Islamabad, Pakistan (CNN) Police have arrested more than 500 parents in and around the northwestern Pakistani city of Peshawar for not allowing their children to get the polio vaccine, an official said Tuesday.
Peshawar Deputy Commissioner Riaz Khan Mehsud told CNN that the 513 arrests took place Monday and Tuesday as part of a government campaign to administer polio vaccines in parts of Pakistan’s Khyber Pakhtunkhwa province.
Those arrested will be released on bail if they sign an affidavit stating that they will let their children get vaccinated, according to the deputy commissioner.
Pakistan’s vaccination rate is inordinately low for a number of reasons, including attacks on medical workers, the displacement of people due to ongoing military operations and a lack of trust by some families.
Whatever the reason, the fact that a large number of children are not immunized is having an impact.

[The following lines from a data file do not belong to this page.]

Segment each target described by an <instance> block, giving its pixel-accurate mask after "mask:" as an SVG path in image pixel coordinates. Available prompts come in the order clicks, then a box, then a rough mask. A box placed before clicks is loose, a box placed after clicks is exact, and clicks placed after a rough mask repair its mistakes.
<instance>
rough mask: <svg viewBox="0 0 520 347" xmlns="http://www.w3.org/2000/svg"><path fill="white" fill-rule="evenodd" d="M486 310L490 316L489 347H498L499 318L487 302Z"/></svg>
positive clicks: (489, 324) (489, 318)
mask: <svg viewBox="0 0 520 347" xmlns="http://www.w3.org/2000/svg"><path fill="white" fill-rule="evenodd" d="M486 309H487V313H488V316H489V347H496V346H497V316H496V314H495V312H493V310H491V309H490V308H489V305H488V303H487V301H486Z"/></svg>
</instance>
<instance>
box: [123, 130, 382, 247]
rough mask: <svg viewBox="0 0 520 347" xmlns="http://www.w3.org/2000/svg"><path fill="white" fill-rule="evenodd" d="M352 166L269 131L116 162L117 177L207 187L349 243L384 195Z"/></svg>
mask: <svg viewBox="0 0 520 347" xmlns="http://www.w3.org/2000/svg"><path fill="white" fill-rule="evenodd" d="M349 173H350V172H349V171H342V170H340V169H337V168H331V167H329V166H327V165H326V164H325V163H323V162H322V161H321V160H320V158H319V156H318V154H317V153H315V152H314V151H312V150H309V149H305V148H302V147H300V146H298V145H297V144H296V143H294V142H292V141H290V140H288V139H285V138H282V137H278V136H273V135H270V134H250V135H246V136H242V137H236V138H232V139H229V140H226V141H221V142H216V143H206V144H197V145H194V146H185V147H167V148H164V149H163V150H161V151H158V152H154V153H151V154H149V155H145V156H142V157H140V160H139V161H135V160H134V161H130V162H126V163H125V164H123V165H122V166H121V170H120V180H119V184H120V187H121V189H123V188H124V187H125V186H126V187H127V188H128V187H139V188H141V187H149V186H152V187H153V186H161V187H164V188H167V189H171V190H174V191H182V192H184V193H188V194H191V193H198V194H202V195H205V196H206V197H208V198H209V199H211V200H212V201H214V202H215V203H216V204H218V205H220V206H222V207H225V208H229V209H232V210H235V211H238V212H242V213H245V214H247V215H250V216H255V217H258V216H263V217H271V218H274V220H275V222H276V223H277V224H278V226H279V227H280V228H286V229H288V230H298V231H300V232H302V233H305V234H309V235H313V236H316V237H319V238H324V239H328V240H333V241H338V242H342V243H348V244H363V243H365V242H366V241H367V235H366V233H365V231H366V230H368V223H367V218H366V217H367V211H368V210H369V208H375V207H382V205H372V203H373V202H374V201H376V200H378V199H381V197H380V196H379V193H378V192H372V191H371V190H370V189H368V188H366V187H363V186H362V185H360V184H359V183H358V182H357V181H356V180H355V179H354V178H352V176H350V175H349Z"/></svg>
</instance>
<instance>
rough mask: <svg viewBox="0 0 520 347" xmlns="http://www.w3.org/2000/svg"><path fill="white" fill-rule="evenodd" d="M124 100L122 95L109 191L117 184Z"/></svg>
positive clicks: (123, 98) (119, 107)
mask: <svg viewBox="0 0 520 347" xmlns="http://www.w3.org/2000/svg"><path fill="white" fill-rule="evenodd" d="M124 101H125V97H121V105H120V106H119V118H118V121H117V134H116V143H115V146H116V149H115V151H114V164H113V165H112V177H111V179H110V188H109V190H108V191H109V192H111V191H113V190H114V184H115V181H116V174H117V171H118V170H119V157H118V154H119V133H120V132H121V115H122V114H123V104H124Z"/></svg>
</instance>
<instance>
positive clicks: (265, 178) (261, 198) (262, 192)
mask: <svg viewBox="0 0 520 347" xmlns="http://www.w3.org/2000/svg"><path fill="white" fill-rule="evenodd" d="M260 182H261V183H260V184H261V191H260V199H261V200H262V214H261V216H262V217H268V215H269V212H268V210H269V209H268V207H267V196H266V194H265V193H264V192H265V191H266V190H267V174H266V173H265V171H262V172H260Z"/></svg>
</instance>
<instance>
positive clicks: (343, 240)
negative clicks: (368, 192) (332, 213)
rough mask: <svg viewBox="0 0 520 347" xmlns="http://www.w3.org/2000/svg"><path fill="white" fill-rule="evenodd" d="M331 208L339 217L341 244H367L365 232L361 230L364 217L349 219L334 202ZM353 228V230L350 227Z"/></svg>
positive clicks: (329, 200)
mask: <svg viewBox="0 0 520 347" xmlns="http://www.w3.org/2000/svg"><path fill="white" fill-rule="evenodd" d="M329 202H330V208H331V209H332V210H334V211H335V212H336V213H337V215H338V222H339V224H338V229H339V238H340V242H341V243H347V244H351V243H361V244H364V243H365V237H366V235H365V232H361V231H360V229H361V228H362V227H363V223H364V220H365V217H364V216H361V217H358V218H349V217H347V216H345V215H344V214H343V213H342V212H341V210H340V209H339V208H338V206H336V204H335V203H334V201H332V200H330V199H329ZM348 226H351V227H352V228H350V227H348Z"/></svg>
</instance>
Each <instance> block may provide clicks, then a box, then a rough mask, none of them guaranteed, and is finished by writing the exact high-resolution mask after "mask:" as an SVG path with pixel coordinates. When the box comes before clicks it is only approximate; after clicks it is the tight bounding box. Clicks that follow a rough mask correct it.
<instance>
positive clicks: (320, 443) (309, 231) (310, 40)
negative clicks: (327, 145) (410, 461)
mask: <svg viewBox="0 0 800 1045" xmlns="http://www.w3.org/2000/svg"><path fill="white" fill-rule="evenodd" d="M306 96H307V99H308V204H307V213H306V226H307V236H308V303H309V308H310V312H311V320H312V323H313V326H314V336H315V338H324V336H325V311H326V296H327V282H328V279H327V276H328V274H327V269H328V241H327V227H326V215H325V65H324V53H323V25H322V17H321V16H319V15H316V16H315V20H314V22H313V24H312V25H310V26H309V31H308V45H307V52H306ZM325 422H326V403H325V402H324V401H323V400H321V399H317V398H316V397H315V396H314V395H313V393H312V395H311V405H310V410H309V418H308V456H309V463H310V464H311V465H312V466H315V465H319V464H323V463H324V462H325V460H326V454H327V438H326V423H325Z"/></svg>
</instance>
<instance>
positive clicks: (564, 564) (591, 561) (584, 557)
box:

Such vaccines are credited with wiping out polio in most parts of the world. But Pakistan is an exception, according to the Global Polio Eradication Initiative, a public-private partnership that includes the World Health Organization and United Nations Children’s Fund (UNICEF). The South Asian nation leads all others in new polio cases in recent years, and has nine of this year’s 10 reported cases.
In 2014, Pakistan had 327 cases. The next closest country was Nigeria, with 36 cases.
Authorities in Khyber Pakhtunkhwa province hope to ensure that 2.7 million children there get vaccine drops. They’ve learned about more than 13,000 cases in which parents have not done so since a provincial campaign began two weeks ago, Mehsud said.
Dr. Bilal Ahmad, a UNICEF team leader based in Pakistan, called authorities’ unprecedented move a last-ditch effort to clear polio from “cluster” zones where large numbers of families have refused to get their children vaccinated.
“First the workers (try to) convince them, then their supervisors, then senior members of the community,” Ahmad said. “(This government action) is the final step in eradicating this issue.”
Polio is a highly infectious viral disease that primarily affects young children, sometimes leading to paralysis and death. The virus is easily preventable through immunization, but there’s no cure once it is contracted.
It went from being a health issue to a security issue after U.S. intelligence officials used a vaccination program to help in their hunt for Osama bin Laden in 2011. Under cover of the program, the CIA sought to collect DNA samples from relatives of the al Qaeda leader to verify his presence in a compound in Abbottabad, Pakistan.
CIA policy: Won’t use vaccination programs as part of operations
Those administering the vaccines have become targets, with the National Emergency Operations Center reporting that more than 70 medical workers have been killed in attacks since December 2012.
And in June 2012, Pakistani Taliban commander Hafiz Gul Bahadur announced that polio vaccines would be banned in another Pakistani province — North Waziristan — because of drone strikes there. Bahadur called the strikes “worse than polio.”